KURNA!!!!!!!!!!!!! ;(
Doping dobry, ale jak pokazali zblizenie na trybuny po faulu Yaya to wygladali jakby chcieli go zabić na miejscu
MC I AV do boju do boju
Co jak co, ale doping na St James Park jest naprawdę dobry..

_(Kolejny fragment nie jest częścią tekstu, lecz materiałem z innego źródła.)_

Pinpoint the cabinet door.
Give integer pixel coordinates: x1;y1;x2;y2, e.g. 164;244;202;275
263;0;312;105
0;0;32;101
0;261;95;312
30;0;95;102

Jaka dzicz na trybunach w N'castle.
Prawie jak Stoke
Ale Webb dzisiaj źle nie sędziuje.
boje sie że to Newcastle u siebie będzie groźne do końca sezonu, $iti nic nie gra nie zdobędą mistrzostwa, obstawiam remis 1-1
NU przycisnęło. :(
Go go Man City.
Go go A. Villa.
Boss22
asssportsnet.com/p/stream1.html
Dzisiaj mnie te drużyny przyprawią o palpitację serca... ;(
Wolę Belhande od Hernanesa
Hazard...
to jaki klub wybierze Hazard to jedna sprawa, inna czy w ogule Wenger zlozy mu propozycje, przypuszczam ze Wenger chcialby Hazarda, nie sadze by jakikolwiek klub pogardzilby nim
problem jednak w tym, ze nie wiadomo czy klub zgodzi sie wydac takie pieniadze na jednego zawodnika, jestescie pewni ze Wenger je dostanie? ja nie, majac tak wielu pilkarzy ktorych obowiazuja kontrakty, to nie jest prosta sprawa sprowadzic "gwiazde" do klubu, Hazard musialby pewnie miec zagwarantowane miejsce w skladzie, no chyba nikt w to nie watpi, raczej nie przyjdzie siedziec sobie na lawce, no a Afc nie zrobi przypuszczam najdrozszeo transferu od lat, zeby siedzial na lawce... wiec co wtedy z Gervinho, Aoc, Ryo, Lansburym, Walcottem, co z Podolskim ktory przychodzi grac, ewidentnie bedzie to lewe skrzydlo, bo raczej Rvp ktory dostanie najwyzszy pewnie kontrakt w klubie, nie po to by siedziec na lawce...co z Bendtnerem, Chamakhiem ktory juz nie dostaje szans, a ocenianie jego przydatnosci wchodzacego na ostatnie kilka minut, kiedy druzyna przez 70min nie potrafi nic zrobic, jjest nie wporzadku..., to samo tyczy sie Parka, co z mlodym obiecujacym Coqe, wracajacym po kontuzji Frimpongiem, Ramsey ostro krytykowany mlody kapitan Walii, tez ma potencjal, tez musi grac, powroci Wilschere, Diaby..., nadal ktos jeszcze wierzy ze Arsene sprowadzi Hazarda? ja bardziej uwierze ze zagra dla Spurs, a nie tylko przeciez oni chcieliby go u siebie, i nie tylko Anglia..., oczywiscie wszystko jest mozliwe, ale Wengera i zarzad czeka wiele trudnych decyzji, jesli chcieliby wkoncu realnie wzmocnic sklad, i z walki o tytuly, zaczac je zdobywac, bo mozna kupic Hazarda, mozna kupic Mville, Podolskiego,Vertonghena, miec wkoncu sklad ktorym mozna by rotowac, lawke z ktorej wstaja pilkarze ktorzy sa w stanie odmienic losy meczow, jest to troche marnotractwo, na ktore Arsenal sie nie godzil, ale chyba musialby zeby wkoncu cos zdobyc.